I know that the are is too small for adults. As they outgrow this tank, they will be moved to a specially designed lizard pit in our backyard. We haven't landscaped our back yard as yet (new home) so was considering this. Ive never had any problems with water set ups since I got them as babies. I was looking at finding out water ideas etc for my water dragons as well as set ups designs etc. Above video was for aesthetics ideas


----------



## DisturbedDave (Aug 20, 2013)

Might be worth looking at something similar to my design. While my design is ideal for dragons up to 2-3 years old, it can easily be replicated on a larger scale, maybe make it longer.
I built the enclosure, and once fabricated, I measured up and had an aquarium built to fit snugly into the base of the enclosure, with a viewing window at the front.

My enclosure is 5ft high, 3ft wide, 3ft deep. Could easily make it 5ft x 6ft x 3ft, depending on the size of your dragons.


----------



## smileysnake (Aug 20, 2013)

i have an enclosure that im working on atm its 7 foot long x 800mm x 900mm you could put a fish tank in one end of that and build your landscape around it...i think i would go straight outside if i were you they will get to full size pretty quick two adults need too much space to be kept inside....


----------



## Virides (Aug 20, 2013)

DisturbedDave said:


> Might be worth looking at something similar to my design. While my design is ideal for dragons up to 2-3 years old, it can easily be replicated on a larger scale, maybe make it longer.
> I built the enclosure, and once fabricated, I measured up and had an aquarium built to fit snugly into the base of the enclosure, with a viewing window at the front.
> 
> My enclosure is 5ft high, 3ft wide, 3ft deep. Could easily make it 5ft x 6ft x 3ft, depending on the size of your dragons.




I was about to say, hey get some of our grips! But already got them there  They really do "disappear" at a distance...


----------



## DisturbedDave (Aug 20, 2013)

Yeah they really do!

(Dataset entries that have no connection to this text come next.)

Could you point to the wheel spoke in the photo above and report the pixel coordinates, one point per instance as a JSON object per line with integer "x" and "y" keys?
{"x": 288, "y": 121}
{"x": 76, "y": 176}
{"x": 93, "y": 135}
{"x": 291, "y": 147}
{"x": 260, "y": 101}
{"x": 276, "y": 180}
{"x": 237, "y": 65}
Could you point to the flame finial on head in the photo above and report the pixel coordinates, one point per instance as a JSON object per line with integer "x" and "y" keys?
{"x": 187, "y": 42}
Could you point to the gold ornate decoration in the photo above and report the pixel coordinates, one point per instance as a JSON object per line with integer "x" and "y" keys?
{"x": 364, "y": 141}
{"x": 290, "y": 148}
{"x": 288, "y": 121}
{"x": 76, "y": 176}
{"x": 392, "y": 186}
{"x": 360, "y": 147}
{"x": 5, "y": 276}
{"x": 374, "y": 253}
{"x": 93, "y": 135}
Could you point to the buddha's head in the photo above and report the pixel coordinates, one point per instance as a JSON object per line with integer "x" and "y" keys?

Which is the reason I got them as clear, let's you focus more on the inside of the enclosure. 




Don't mind the filthy glass


----------



## Rudolf1980 (Aug 20, 2013)

Love those ideas guys! Im currently eyeing off a 6ft tank that I could use as the base then build up. Great enclosures


----------



## Rudolf1980 (Aug 20, 2013)

Once pit is done outside, Id then use the enclosure for snakes


----------